Questi toni antiallarmistici, che caratterizzano pure molti scrittori e intellettuali, hanno un fondamento oggettivo. L’estrema destra ha conseguito il suo successo in Länder che facevano parte della Ddr; esso appare dunque attribuibile al malessere sociale (disoccupazione, insoddisfacente qualità economica e culturale di vita) ereditato dal defunto regime. Quel preoccupante voto viene visto quale classica forma di protesta regressiva che ogni disagio sociale produce. Un potenziale quantitativamente analogo di voti di estrema destra rimpolpati dalla protesta, si dice, esiste in molti Paesi europei, a cominciare dalla Francia. Pure le tensioni con la Polonia - relative alle rivendicazioni dei profughi tedeschi e alle richieste di risarcimento dei polacchi e attizzate dalla stampa più irresponsabile di entrambi i Paesi - non sono certo d’aiuto. Altri tedeschi invece - meno numerosi - sono preoccupati; anche il nazismo, osservano, è salito al potere grazie a una crisi.

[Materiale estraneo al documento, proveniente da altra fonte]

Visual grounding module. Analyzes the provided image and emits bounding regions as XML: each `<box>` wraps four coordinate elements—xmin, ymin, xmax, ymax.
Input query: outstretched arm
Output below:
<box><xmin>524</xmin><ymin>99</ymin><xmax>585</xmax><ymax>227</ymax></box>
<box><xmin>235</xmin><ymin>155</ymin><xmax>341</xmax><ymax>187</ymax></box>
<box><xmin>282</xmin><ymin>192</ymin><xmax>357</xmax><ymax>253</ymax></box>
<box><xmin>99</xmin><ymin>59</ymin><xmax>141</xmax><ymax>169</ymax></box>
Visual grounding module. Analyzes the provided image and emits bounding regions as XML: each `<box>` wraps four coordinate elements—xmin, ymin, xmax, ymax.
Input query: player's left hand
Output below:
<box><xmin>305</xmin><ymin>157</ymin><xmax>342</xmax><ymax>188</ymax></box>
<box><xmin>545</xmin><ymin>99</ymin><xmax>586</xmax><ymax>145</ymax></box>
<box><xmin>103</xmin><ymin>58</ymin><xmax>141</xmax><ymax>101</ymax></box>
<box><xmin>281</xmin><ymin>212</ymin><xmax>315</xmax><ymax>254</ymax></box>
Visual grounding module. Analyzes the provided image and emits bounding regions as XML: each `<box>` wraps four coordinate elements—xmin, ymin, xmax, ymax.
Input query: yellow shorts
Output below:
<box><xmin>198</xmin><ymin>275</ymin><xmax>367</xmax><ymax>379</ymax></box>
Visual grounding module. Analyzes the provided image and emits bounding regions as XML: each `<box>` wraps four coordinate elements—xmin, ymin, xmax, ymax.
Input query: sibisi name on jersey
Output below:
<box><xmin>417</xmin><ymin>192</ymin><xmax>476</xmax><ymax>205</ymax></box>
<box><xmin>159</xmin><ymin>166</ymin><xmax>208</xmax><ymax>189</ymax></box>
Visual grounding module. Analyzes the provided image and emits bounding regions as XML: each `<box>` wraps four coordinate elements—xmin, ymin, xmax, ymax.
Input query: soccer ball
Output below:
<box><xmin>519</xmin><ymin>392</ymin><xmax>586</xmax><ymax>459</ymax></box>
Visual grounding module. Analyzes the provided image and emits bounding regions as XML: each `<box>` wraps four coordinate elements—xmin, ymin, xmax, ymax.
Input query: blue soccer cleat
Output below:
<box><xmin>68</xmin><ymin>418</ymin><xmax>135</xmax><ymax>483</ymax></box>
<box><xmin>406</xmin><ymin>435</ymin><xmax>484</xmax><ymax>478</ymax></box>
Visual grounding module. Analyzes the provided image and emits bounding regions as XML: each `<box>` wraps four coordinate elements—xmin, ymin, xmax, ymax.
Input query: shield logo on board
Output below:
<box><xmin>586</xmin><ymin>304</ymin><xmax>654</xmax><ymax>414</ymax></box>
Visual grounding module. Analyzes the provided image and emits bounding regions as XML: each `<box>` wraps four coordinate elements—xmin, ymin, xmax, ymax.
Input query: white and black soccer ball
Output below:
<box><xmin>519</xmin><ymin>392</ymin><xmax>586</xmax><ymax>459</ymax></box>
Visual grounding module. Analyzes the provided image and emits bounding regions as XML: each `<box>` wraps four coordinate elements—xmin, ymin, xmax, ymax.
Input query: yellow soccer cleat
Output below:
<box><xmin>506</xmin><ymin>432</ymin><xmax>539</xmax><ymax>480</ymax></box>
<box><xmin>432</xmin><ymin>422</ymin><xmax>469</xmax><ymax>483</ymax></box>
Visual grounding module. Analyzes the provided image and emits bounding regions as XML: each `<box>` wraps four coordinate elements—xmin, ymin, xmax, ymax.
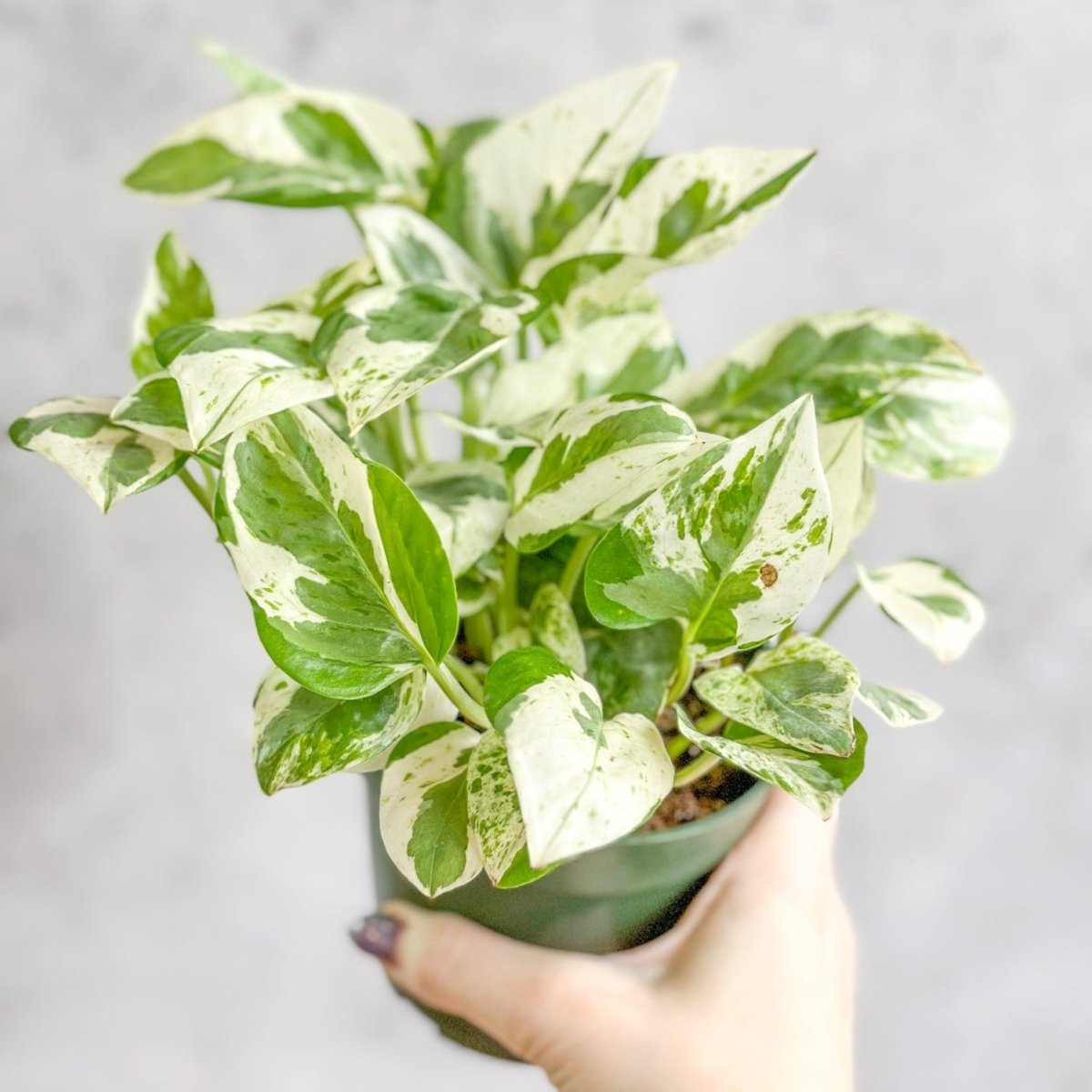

Un’estrema destra che si richiami al nazismo crea tuttavia - anche a prescindere dal suo peso e dalle sue prospettive - problemi del tutto particolari in Germania, anche se va riconosciuto che, in tutti i decenni passati, la politica della Germania occidentale è stata esemplare ed efficace in questo senso, più di quella di altri Paesi. La Germania è stata ed è un Paese fra i più immuni dal virus nazionalista. Ma l’eredità del nazismo è talmente mostruosa da costituire inevitabilmente un caso a sé. Jens Jessen e Toralf Stud hanno denunciato sulla Zeit una dilagante diffusione-trasformazione della simbologia nazista (a cominciare dall’immagine di Hitler) che diviene una moda giovanile, ad esempio una marca di design per pullover e giacconi (Thor Steinar) che utilizza distintivi delle speciali unità hitleriane dei «lupi mannari» e altri materiali del genere. Sta nascendo una vera e propria «pop-cultura bruna», in cui rune nordiche e antichi dei germanici della guerra, immagini e simboli nazisti, la figura stessa di Hitler diventano abbigliamento, musica rock, stile di sbandata protesta e vita giovanile. È come se l’immagine del nazismo si staccasse dalla sua realtà ormai dimenticata - si osserva - secondo un tipico procedimento della cultura o dell’arte pop. Dunque nazismo - con tutta la violenza nazista e xenofoba - in un riciclaggio postmoderno, non troppo dissimile da quella «cultura degenerata» che esso brutalmente perseguitava.
È difficile dire se ciò renda il fenomeno più fragilmente effimero o più pericolosamente insinuante e insidioso. Certo rende più difficile la scelta dei modi con cui affrontarlo, l’indecisione tra la denuncia combattiva per stroncarlo e la nonchalance per lasciarlo esaurirsi. Non è un caso che in alcune trasmissioni televisive dedicate alle recenti elezioni sia emersa questa incertezza circa l’atteggiamento da assumere nei confronti degli esponenti dell’estrema destra; il dubbio se attaccarli frontalmente o buttarli nel cestino, la domanda in che misura dar loro la parola. Questo profondo malessere nasce soprattutto dal fatto che la riunificazione tedesca non è veramente avvenuta, che la Germania - quindici anni dopo la caduta del muro - è ancora divisa. Questa ferita tedesca è una ferita europea, perché senza una Germania serenamente forte e democratica, come senza una Francia altrettanto sicura, l’Europa sarebbe una mera astrazione.